Formulas are great for getting a ballpark idea of where to start but you still need to work up a load by trail and error. Consider a .54 ball at 1500 vs. 1800 and the difference in trajectory at 50 yard sight in and 100 yards is less than an inch and a half. Velocity and powder charge levels are not that important. If the 1800fps. load is not the most accurate perhaps a larger ball/thinner patch, different lube, different granulation and on and one will tune the load. You have to tune it; it's handloading in the barrel; no different than centerfire loading.
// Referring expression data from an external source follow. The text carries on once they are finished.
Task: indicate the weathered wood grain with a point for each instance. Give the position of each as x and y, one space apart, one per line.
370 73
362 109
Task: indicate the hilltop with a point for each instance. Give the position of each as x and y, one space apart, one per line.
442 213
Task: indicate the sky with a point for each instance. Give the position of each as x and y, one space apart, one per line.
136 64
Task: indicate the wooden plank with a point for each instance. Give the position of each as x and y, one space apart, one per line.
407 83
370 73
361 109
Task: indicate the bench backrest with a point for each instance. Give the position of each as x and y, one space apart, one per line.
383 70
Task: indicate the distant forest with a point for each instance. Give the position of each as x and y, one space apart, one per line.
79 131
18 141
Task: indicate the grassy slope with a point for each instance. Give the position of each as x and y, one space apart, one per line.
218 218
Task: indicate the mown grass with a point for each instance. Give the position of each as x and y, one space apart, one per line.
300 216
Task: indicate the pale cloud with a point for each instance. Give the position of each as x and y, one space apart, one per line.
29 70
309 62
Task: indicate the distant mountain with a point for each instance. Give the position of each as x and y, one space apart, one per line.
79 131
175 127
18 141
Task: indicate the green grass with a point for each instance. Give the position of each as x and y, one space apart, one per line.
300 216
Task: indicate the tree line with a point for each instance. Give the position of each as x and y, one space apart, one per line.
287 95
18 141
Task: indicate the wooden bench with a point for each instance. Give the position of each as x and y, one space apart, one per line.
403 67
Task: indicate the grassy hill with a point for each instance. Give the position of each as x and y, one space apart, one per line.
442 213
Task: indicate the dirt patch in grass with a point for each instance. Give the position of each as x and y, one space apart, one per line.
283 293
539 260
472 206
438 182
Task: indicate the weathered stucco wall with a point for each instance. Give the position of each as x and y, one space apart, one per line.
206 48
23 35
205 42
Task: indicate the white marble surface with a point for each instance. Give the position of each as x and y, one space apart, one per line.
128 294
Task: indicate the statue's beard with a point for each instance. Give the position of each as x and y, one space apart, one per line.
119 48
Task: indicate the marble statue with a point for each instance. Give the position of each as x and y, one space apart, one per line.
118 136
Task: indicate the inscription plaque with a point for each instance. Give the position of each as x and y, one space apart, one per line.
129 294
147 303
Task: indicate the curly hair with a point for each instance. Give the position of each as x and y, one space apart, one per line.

I am currently working up a load for a Lyman 48 twist and changing out different components as I go. It's shooting most everything good but just going to Swiss 2f tightened the group size a good bit. Sooner or later I will hit the magic load.
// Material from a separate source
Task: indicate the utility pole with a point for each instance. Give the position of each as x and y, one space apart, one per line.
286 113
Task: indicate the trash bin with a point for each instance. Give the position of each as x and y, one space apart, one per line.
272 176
No formula can put it all together. I will say that I feel a slower twist is much less demanding on load development than a 48 twist. I am enjoying the experience with testing a 48 twist .54 though. It's not quite there but in the end it's going to shoot very accurately.
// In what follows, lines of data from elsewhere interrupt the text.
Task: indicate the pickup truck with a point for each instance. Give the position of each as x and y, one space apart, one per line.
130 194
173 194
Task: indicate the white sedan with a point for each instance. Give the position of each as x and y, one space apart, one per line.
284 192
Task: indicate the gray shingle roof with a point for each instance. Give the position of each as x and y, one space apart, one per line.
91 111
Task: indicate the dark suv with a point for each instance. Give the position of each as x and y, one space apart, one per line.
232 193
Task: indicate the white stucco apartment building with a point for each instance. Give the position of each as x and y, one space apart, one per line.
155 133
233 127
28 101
I am looking forward to getting it dialed in and getting off the bench for some offhand shooting. It's a very comfortable rifle to shoot offhand.
 
Best formula is often the simplest, and was used successfully by our forebears:

Place a ball in your slightly cupped hand. Pour powder over it until covered. This is the correct charge for your rifle. Don't bother weighing it, since our forefathers didn't. They didn't starve, either & went on to produce the next generation of shooters ...
 
It is perfectly conceivable that Daniel Morgan could have used both. The Slide Rule was invented in 1622 and the first Abacus was invented around 500 B.C. (the modern version around 1300 A.D.) Maybe he had a little pouch in his possible bag to carry them.
:rotf:
 
There is no magic formula for a best load but the one that I use is based on caliber and rate of twist using round ball and 3f black powder. It is ball diameter X rate of twist X 2. for example, 54 caliber with a rate of twist 1/66 would be .54 x 66 x 2 = 35.64 x 2 = 71.28grs. Now this is intended to be a starting load. You would need to fine tune the load for best accuracy at the range that you intend to shoot. So, based on that formula, I would start at 70grs and work it up in 5gr increments until best accuracy is obtained. Remember though that this is for fffg powder and round ball only.
 
I'd be interested in the reasoning behind this formula, if that's possible. What's the logic behind it, the relationship between twist rate and caliber which makes it work? Why 3F only, why roundball only? What makes the resultant of the calculation a better starting point than any other?

Spence
 
mr.flintlock said:
Remember though that this is for fffg powder and round ball only.

And .54 caliber and 1/66 twist also....

When you apply it to other calibers and twists, the numbers get a little fuzzy.

And it doesn't work at all with smoothbores.....unless I supplement 66 as a constant...
 
Just for fun I used his formula for several of my rifles. The result was very close to my target loads in each case. Just a bit under my load in each case also. In the case of 2f, the formula was less than my hunting lost and more than my target load for 25 yd. and very close to my 50 & 100 yd. target load. Definatly a good starting point if you don't have one.